If a potential $100 fine isn't incentive enough to stop people from texting while driving in Rapid City, perhaps Jami Martin's personal story of deep loss may convince them.
During debate over a local texting-while-driving ban — which was passed unanimously Monday as a primary offense and will take effect this spring — Martin came forward to share how her two children were killed in a rollover wreck in August 2007 that Martin said was caused when her daughter was using a phone to text while driving.
Martin urged the council to pass the ban that is stronger than state law, which will make texting a secondary offense. A primary offense, like in Rapid City, will allow officers to pull drivers over for that action alone and ticket them; a secondary offense means a ticket can only be issued if the driver is pulled over for some other infraction.
Rapid City joined a handful of other South Dakota cities that have now passed their own local texting bans.
The unanimous vote came after Martin shared her pain over the 2007 wreck. According to newspaper archives, Martin's children — 16-year-old Rebecca "Becca Boo" Wasserburger and 20-year-old Anthony "Tony" Wasserburger — died together when Rebecca lost control while using her phone and over-corrected, causing their vehicle to roll over several times while driving home from North Dakota. She told the council that the text ban needed to be a primary offense.
"Really, Rapid City needs to go above and beyond what the state has decided to do," she told the council.
The state's secondary offense law takes effect July 1. But Rapid City Police Chief Steve Allender, who spearheaded the local texting ban, criticized the state law as weak.
"The state law does not address what it should and it doesn't give law enforcement personnel the tools they need to making driving safer," he said before the meeting. "If I could, I would go back and wave my magic wand and outlaw mobile phone use while driving with the exception of making a phone call."

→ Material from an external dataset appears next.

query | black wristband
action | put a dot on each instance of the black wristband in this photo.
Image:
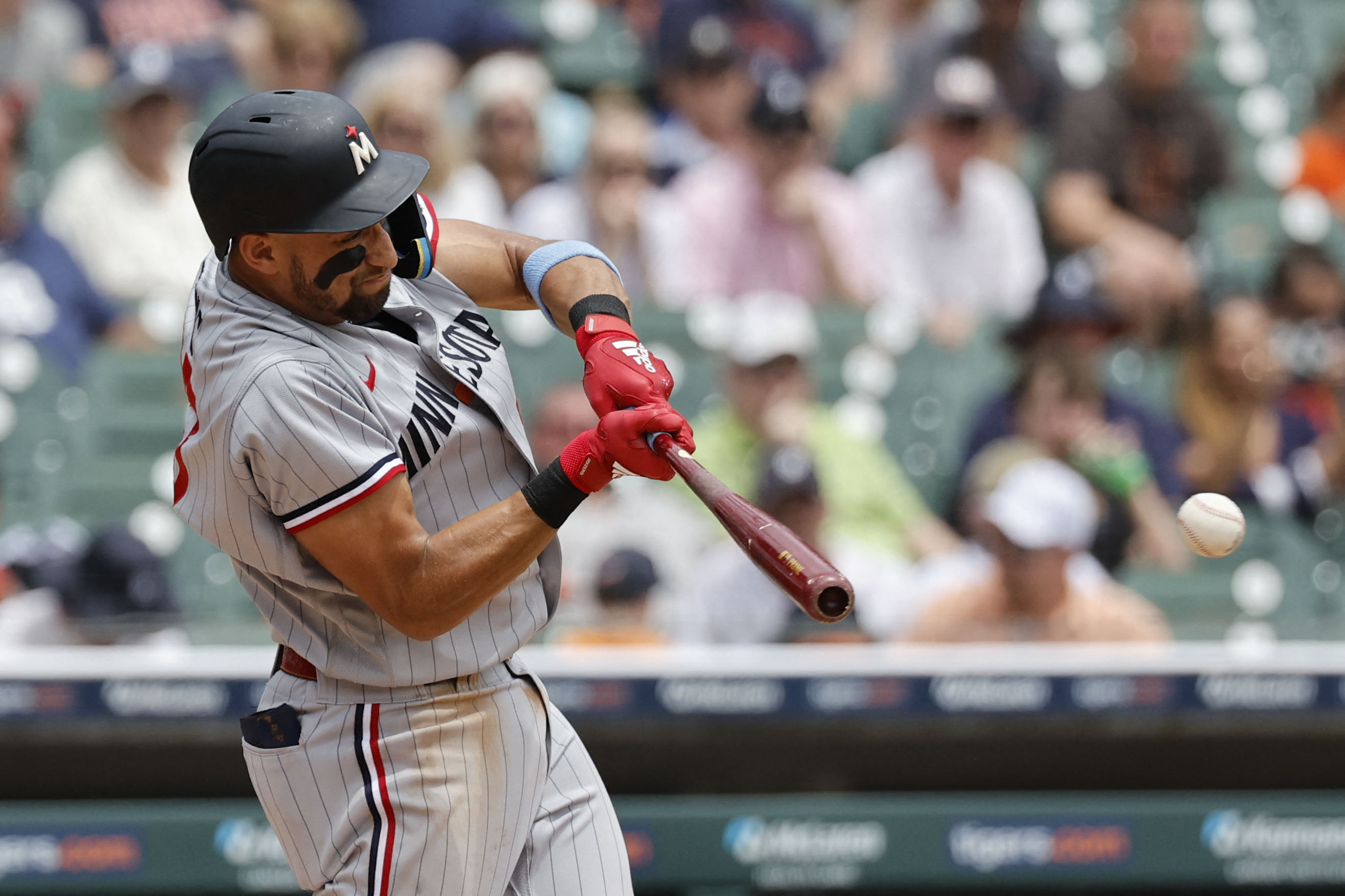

Aside from making texting while driving a primary offense, Rapid City's code essentially mirrors state statute.
But not all were in favor. Local Attorney Robbie Rohl came before the city Legal and Finance Committee last week to warn that the city's text ban allows officers "unfettered" access to make traffic stops based only on assumption.
Allender flatly disagrees.
"It’s nonsense," he said. "If we were going to lie about a reason to stop a car, we can already do that. We don’t need a texting statute to do that. There are checks and balances with the court system and, frankly, we don’t need the extra works. This is not part of a government conspiracy to gain control of its citizens."
Alderman Chad Lewis shared Allender's sentiment during the meeting. Lewis said that driving a car is a privilege and prohibiting drivers from texting while driving isn't a breach of personal rights.
"I think that any opposition to this — it's your right to oppose it — but I just don't think it's justified at this point," he said.
Under the new ordinance, drivers would be fined $100 for driving "within the city while using a handheld electronic wireless communication device to write, send, or read a text-based communication."
Drivers could still text while legally parked or to contact emergency officials. Making phone calls while driving is still legal as is the use of hands-free devices.
Allender said the police department will conduct a public education campaign to foster voluntary compliance, and warnings will be given for a while after the ordinance takes effect, which could be as early as mid-May.
"We’re going to have pamphlets to hand out," he said. "We are going to give warning tickets. We have already produced a public service announcement that's going to be broadcast before too long."